By an Order in Council released June 7, 2017, the federal government has suspended the private right of action under Canada’s Anti-Spam Legislation (or “CASL”). The provisions, which were to come into force on July 1, 2017, would have provided plaintiffs “affected by an act or omission that constitutes a contravention” of CASL the ability to seek both compensatory and statutory damages. The potential exposure for organizations was significant, with the possible damages in certain cases able to reach up to $1M per day. At least for now, that risk is on hold.
For anyone unfamiliar with CASL, the legislation first came into force on July 1, 2014. It imposes consent, disclosure and unsubscribe requirements related to the sending of commercial electronic messages and the installation of computer programs.
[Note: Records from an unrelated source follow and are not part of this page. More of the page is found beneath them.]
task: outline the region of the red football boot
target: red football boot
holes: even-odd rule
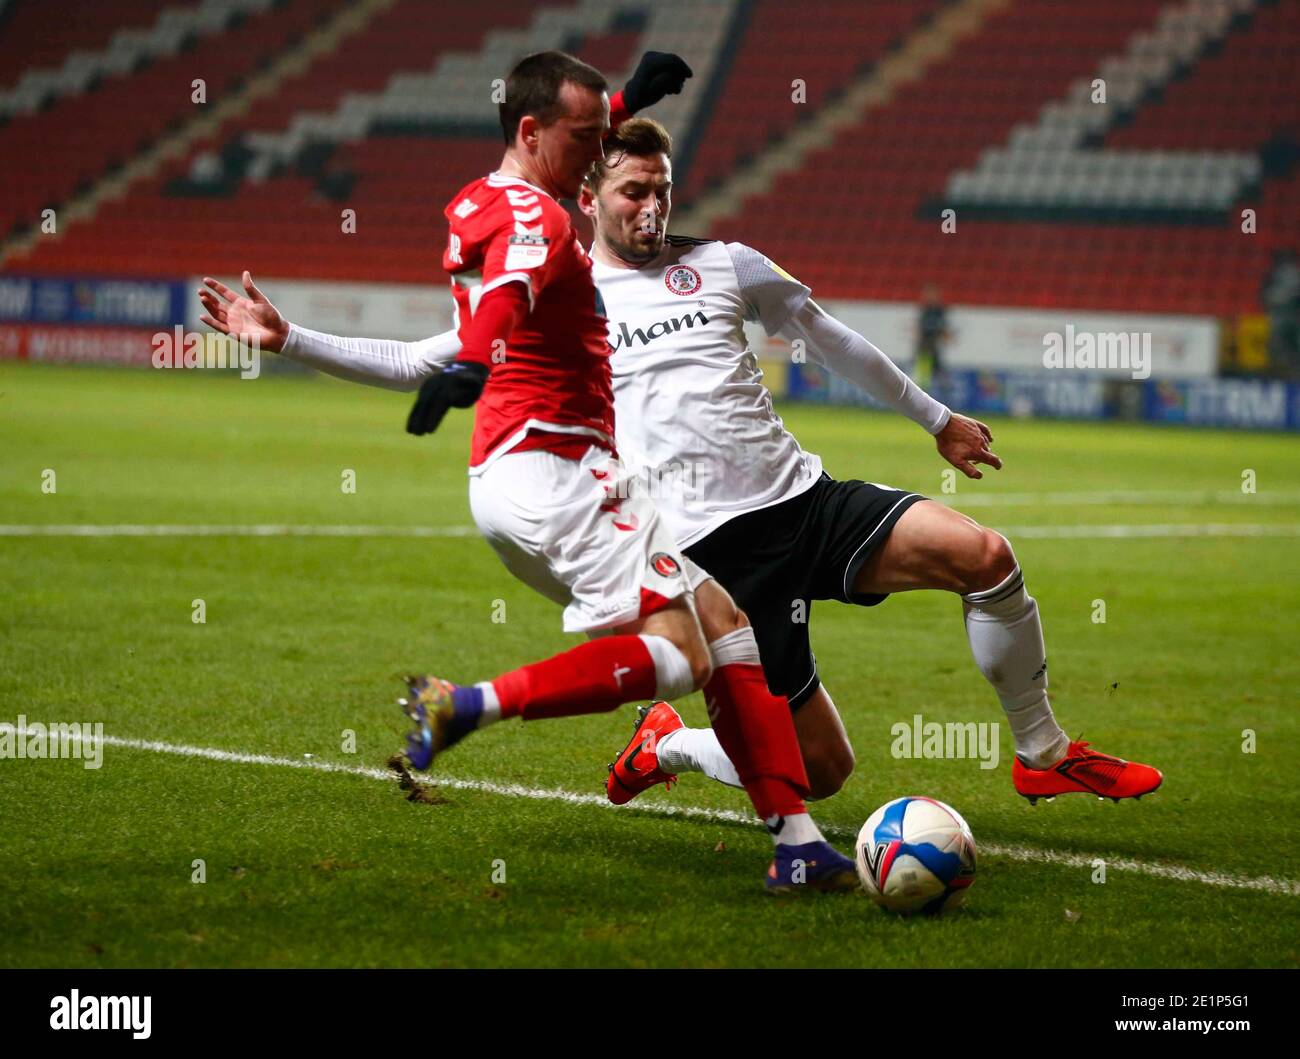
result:
[[[656,784],[671,788],[677,782],[676,776],[659,768],[655,752],[660,739],[685,727],[677,711],[666,702],[652,702],[639,707],[636,717],[632,741],[609,766],[609,778],[605,780],[605,793],[615,805],[625,805]]]
[[[1114,801],[1141,798],[1159,787],[1163,779],[1159,769],[1100,754],[1082,739],[1071,743],[1065,757],[1050,768],[1027,768],[1018,757],[1011,765],[1016,793],[1023,794],[1031,805],[1039,798],[1051,799],[1058,794],[1095,794]]]

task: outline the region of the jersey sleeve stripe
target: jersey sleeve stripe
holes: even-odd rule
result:
[[[503,287],[507,283],[515,282],[515,280],[518,280],[520,283],[522,283],[524,285],[524,289],[528,291],[528,311],[532,312],[533,311],[533,284],[529,280],[527,272],[503,272],[501,275],[497,276],[496,279],[489,280],[481,287],[478,288],[471,287],[469,292],[469,311],[471,313],[477,311],[478,303],[483,299],[483,295],[485,295],[488,291],[496,290],[498,287]]]

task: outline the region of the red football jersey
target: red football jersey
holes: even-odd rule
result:
[[[492,173],[466,185],[443,211],[451,226],[442,265],[451,273],[462,339],[488,291],[528,286],[529,313],[476,405],[470,466],[500,455],[530,430],[614,436],[610,347],[591,258],[568,213],[541,188]],[[550,447],[544,445],[543,447]],[[565,447],[565,446],[561,446]]]

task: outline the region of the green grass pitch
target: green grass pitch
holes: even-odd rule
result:
[[[5,366],[0,523],[469,526],[470,416],[417,440],[407,407],[316,378]],[[782,412],[836,476],[941,495],[946,464],[911,424]],[[767,898],[769,839],[728,817],[746,812],[742,793],[701,776],[619,810],[554,793],[603,792],[631,707],[498,725],[437,766],[482,784],[405,799],[378,771],[402,741],[401,673],[483,679],[575,642],[472,533],[6,529],[0,722],[100,721],[128,744],[274,761],[128,744],[98,770],[0,760],[0,965],[1296,966],[1297,440],[991,426],[1006,468],[945,499],[1010,533],[1067,730],[1166,781],[1138,803],[1030,807],[1011,789],[1005,725],[994,770],[894,758],[890,729],[914,714],[1002,719],[960,606],[936,592],[818,604],[813,643],[858,766],[815,815],[847,849],[889,798],[952,803],[981,848],[964,910],[905,920],[860,894]],[[1264,530],[1048,536],[1175,523]],[[698,696],[681,709],[705,723]],[[329,764],[342,768],[313,767]]]

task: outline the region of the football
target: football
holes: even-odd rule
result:
[[[934,798],[886,802],[862,825],[856,852],[863,889],[891,912],[943,912],[975,881],[970,827]]]

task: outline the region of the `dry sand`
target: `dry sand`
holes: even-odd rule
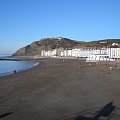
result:
[[[111,101],[120,108],[115,62],[89,66],[79,59],[40,59],[32,69],[0,77],[2,120],[57,120]]]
The law is wide-sweeping, covering messages sent by email, text and even certain social media communications. Even though the law has been in force for three years, many organizations have recently been scrambling to shore up policies and procedures in light of the added risk of potential litigation, including on a class basis. It now remains to be seen whether the private right of action will ever come into force.
A parliamentary committee will review CASL in accordance with the terms of the legislation itself, and no doubt will consider the fate and future of these provisions as part of that process. While the private right of action may no longer be an immediate risk, compliance efforts are not in vain. CASL otherwise continues to be valid law, and the CRTC continues to receive, investigate and enforce alleged CASL noncompliance.